I agree there are plenty of possibilities of tens of thousands of more deaths. In Kosovo it was possible at one time to consider that all the young Albanian men were being exterminated.
However I was trying to make a comment about the use of terror being deliberately more alarming than what is always actually done. In both East Timor and in Kosovo the paramilitaries were trying to persuade hundreds of thousands to leave their homeland. They did so dramatically.
>Note to Yoshie: On Lou P.'s marxism list, you posted this same article
below
>the words of a person who was saying he thought a serious massacre had
occurred
>in ET. You posted it without saying a word, i.e., without even saying you
>thought it was a response to his point (which I can only infer you did). Is
>that what you think this article is, a rebuttal of some sort? If so, a
>rebuttal of what?
I think this is a fair question even though I note Yoshie's reply seems to say the item was merely interesting because it was different. One of my desires in this discussion of East Timor is to move beyond a situation of polarised sides just searching the news for items that support their interpretation of events versus the opposing one. That happened over Kosovo and there was little dialogue between sincere opponents.
I believe we may at times have to give our limited support to actions that appear to side with imperialism or with local reaction, but we should do so with our eyes open and ready to make deeper more democratic connections. That is why even now I think we should have some understanding of what is positive in the national bourgeois sentiment behind the Indonesian militias, even if their behaviour was fascist.
>They targeted the priests and nuns because they saw them as crucial social
>support to ET society. This was made explicitly part of the plan to
destroy ET
>back in February. The point is, the object was to destroy ET as a
functioning
>society and replace it with a docile colony to do the bidding of imperial
>capital.
This is the one point at which I specifically disagree with your analysis. I do not think the object was to replace ET with a docile colony to do the bidding of imperial capital. The destruction of the Christian infrastructure is probably not different from what has happened in other communal conflicts in other islands of Indonesia under the pressure of the severe economic collapse.
I do not think this action can be analysed as directly in the service of imperialism even though imperialism will want a docile colony, and will patronise the East Timorese as much as NATO does the Albanians in Kosovo.
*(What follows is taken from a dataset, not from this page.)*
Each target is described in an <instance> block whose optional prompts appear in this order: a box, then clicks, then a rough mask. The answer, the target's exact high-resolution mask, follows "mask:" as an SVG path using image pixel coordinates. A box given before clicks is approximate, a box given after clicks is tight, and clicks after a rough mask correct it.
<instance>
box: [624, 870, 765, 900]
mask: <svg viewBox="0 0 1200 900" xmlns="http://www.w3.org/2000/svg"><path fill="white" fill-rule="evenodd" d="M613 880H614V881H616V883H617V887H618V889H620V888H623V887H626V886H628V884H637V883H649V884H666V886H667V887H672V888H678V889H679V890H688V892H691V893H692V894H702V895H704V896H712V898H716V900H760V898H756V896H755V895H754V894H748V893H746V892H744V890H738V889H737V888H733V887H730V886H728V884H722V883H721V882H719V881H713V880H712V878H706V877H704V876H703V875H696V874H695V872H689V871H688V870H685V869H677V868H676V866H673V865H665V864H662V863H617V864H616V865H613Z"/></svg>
I can certainly see the analysis that imperialism backed and condoned the Indonesian seizure of East Timor in the early 70's. At that time the interests of the Indonesian national bourgeoisie were allied to imperialism, and imperialism saw little reason to make a principled stand on the matter. Now with the Asian financial crisis of 1998, a major contradiction has broken out between imperialism and the local national bourgeoisie. They have different lines on the economy, different lines on individual democratic rights, on devolved local democracy, and different lines on the unity of the Indonesian state. Although many of the militia may be peasants and behave like peasants the political line to which they are rallying is a sort of bourgeois Indonesian national muslim line. There are contradictions between it and imperialism.
I admit I cannot prove this but I would argue that a triangular analysis between imperialism, national bourgoisie, and the people is more robust than just an analysis of the people versus imperialism and its allies.